Bonnie Prince Charlie’s invasion of England –

and then ‘The Standard On The Braes O’Mar’ –

about the raising of the Jacobite flag.

He marched until shrapnel in his leg downed him

then, sitting, played on. And the laddies were

‘piped together’ and went over the top.

They were almost immediately

in enfilade from the German gunners

in an abandoned factory. Nothing

was achieved. No ground was gained or lost.

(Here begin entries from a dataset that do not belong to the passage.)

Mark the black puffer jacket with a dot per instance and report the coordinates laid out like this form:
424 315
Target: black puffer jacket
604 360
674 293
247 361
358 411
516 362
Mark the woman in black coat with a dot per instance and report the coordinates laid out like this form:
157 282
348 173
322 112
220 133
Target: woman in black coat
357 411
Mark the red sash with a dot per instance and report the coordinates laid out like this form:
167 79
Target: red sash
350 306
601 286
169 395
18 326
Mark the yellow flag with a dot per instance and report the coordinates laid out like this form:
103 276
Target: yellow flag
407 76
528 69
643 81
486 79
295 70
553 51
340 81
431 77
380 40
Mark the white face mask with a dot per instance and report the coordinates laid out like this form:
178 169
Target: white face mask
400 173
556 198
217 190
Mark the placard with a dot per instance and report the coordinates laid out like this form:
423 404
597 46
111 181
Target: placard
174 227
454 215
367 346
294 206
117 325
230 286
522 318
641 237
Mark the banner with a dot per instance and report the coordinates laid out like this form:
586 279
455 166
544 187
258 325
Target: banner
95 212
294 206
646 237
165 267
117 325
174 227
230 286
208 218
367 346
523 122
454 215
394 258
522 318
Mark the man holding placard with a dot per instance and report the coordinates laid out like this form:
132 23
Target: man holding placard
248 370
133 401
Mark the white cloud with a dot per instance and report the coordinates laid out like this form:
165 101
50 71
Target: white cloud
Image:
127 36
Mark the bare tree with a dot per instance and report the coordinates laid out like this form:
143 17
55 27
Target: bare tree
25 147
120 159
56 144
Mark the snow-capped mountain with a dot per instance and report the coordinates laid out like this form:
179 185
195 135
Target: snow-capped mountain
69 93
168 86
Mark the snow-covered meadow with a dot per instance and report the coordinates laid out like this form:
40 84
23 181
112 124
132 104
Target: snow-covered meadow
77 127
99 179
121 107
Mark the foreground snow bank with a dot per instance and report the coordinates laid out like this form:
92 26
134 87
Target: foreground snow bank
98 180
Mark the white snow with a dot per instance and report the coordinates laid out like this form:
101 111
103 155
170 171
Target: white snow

Piper Laidlaw VC died nearly eighty

and was buried in an unmarked grave.

 

This almanac of ironies is truly

beyond satire for something in this story –

and the paintings, photographs, footage

of other Pipe Majors playing the pibroch

on other parapets, in No-Man’s-Land –

moves to tears not laughter: certainly

the music – the chanter and the drone –

the selflessness, of course, and, perhaps,

the conviction that their history

and their traditions would transcend misfortune.